Treatment should begin with reassurance, parent and caregiver education, and discussion of possible options for managing the condition. Treatment generally involves some form of behavioral therapy that includes parenting techniques. In younger children, management is often conservative, and attempts to avoid pulling hair (cutting hair close to the scalp, gloves or stockings to cover the child's hands), a gentle reminder when hair pulling is observed and times of wait. Treating other behaviors like thumb sucking can also be helpful.

In older children, other behavioral therapies may be possible. The techniques used vary widely and may include habit reversal training.
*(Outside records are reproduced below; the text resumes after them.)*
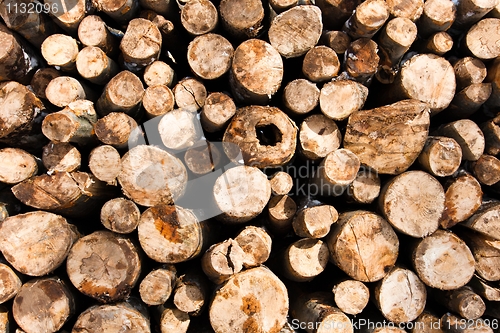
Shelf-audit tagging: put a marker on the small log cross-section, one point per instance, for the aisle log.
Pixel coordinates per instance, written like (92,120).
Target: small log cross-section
(363,245)
(450,268)
(419,211)
(254,300)
(266,136)
(390,138)
(36,243)
(104,265)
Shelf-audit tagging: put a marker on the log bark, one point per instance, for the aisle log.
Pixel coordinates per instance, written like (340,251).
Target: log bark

In resistant cases in adolescents and adults, drugs such as tricyclic antidepressants (eg Clomipramine) and selective serotonin absorption inhibitors can be considered. Limited evidence has suggested that N-acetylcysteine may help.

What is the result of trichotillomania?

In younger children, trichotillomania tends to be benign and self-limiting. Children generally outgrow the condition.

In adolescents and adults, trichotillomania may be episodic but tends to be chronic. It is associated with more psychopathology and may be more difficult to treat. Affected individuals may feel embarrassed, try to mask hair loss, and consequently have problems with low self-esteem.